Month: January 2011
U.S. EPA continues to roll out new subparts and revisions to the Greenhouse Gas (GHG) Reporting Rule (40 CFR 98). This time we take a look at Subpart W – Petroleum and Natural Gas Systems which was published in the November 30, 2010 Federal Register. GHG emissions from this industry are generated by combustion (e.g., heaters, engines, furnaces, etc.), fugitive equipment leaks, and process vents.
As with the other 40 CFR 98 subparts, facilities that emit 25,000 metric tons (mt) or more of carbon dioxide equivalents (CO2e) per year must report. However, the definition of a facility is slightly more complicated here than for other subparts.

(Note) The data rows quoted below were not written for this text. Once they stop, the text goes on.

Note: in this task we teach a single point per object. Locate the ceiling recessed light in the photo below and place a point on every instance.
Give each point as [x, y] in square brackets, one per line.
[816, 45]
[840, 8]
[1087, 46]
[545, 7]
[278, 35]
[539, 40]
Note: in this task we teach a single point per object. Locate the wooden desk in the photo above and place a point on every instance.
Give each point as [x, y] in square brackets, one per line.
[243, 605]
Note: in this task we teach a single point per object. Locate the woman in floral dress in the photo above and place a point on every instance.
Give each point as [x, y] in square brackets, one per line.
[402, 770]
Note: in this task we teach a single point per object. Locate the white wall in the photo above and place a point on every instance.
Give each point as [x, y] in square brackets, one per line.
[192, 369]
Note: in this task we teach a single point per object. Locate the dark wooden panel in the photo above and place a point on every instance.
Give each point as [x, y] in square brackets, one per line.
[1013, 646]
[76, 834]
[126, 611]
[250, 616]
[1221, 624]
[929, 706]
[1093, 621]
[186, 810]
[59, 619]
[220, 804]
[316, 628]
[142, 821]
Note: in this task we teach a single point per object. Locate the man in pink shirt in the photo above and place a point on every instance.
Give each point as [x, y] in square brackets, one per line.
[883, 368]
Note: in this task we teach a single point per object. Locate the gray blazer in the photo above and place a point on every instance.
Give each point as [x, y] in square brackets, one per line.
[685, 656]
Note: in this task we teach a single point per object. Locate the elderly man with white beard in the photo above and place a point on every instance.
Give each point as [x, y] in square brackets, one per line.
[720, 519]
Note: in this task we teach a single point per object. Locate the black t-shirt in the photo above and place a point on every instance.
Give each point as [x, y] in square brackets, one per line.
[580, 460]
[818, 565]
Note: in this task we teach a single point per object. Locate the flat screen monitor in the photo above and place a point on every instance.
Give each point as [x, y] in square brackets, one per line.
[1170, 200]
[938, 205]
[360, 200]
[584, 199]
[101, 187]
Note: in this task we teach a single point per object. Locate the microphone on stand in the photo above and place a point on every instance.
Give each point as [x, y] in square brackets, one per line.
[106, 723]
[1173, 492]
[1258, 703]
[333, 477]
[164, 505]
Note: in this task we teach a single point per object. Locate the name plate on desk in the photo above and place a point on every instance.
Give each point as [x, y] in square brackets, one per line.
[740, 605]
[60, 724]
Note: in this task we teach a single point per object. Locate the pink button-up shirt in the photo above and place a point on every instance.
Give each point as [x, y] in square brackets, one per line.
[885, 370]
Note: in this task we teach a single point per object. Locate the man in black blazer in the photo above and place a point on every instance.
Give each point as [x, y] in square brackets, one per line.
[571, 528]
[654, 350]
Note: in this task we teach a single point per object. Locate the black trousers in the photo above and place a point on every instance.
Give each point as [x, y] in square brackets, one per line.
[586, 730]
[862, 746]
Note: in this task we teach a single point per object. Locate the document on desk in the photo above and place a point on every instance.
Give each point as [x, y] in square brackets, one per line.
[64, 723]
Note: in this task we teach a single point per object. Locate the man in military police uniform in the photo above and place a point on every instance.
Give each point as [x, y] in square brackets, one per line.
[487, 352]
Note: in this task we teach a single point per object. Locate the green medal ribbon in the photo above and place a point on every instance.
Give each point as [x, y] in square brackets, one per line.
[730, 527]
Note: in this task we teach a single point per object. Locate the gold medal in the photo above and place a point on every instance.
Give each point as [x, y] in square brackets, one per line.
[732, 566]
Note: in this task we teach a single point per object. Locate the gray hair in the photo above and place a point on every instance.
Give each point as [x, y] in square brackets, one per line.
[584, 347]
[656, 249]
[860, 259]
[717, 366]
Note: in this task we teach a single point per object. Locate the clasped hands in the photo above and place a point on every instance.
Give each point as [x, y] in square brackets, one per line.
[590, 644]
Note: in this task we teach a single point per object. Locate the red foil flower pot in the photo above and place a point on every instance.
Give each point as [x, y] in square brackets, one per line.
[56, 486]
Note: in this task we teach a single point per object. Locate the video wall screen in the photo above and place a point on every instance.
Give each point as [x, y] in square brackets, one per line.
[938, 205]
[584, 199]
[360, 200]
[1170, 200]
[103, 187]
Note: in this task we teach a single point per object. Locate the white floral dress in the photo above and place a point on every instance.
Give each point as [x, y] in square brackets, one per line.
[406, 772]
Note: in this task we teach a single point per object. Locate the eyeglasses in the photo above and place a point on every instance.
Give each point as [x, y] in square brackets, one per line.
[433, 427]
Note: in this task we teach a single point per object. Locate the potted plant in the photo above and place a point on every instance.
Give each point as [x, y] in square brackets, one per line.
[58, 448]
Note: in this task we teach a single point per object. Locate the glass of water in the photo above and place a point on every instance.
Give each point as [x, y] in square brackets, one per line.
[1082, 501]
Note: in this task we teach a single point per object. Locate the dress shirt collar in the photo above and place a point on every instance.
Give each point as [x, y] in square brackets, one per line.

First, there are eight segments of the petroleum and natural gas industry that need to be considered. Each industry segment is defined in the rule (see §98.230) and more detailed descriptions can be found in the 144-page Background Technical Support Document. The eight industry segments are:
- Offshore petroleum and natural gas production;
- Onshore petroleum and natural gas production;
- Natural gas processing plants;
- Natural gas transmission compression;
- Underground natural gas storage;
- Liquefied natural gas (LNG) storage;
- LNG import and export equipment; and
- Natural gas distribution.
The next step in defining a facility under Subpart W is to consider the 21 categories of emission sources that have been identified within the eight industry segments. For example, the onshore petroleum and natural gas production facility (Segment 2) includes 19 different types of emission sources that need to be inventoried to determine if the annual 25,000 mt CO2e applicability threshold is exceeded (e.g., dehydrator vents, flare stacks, and well testing vents).
For six of the industry segments, the facility definition stops there. One simply accounts for all of the sources located on contiguous property or under common ownership/control and for which calculation approaches have been provided in the rule. Two of the industry segments require one more step to define the facility.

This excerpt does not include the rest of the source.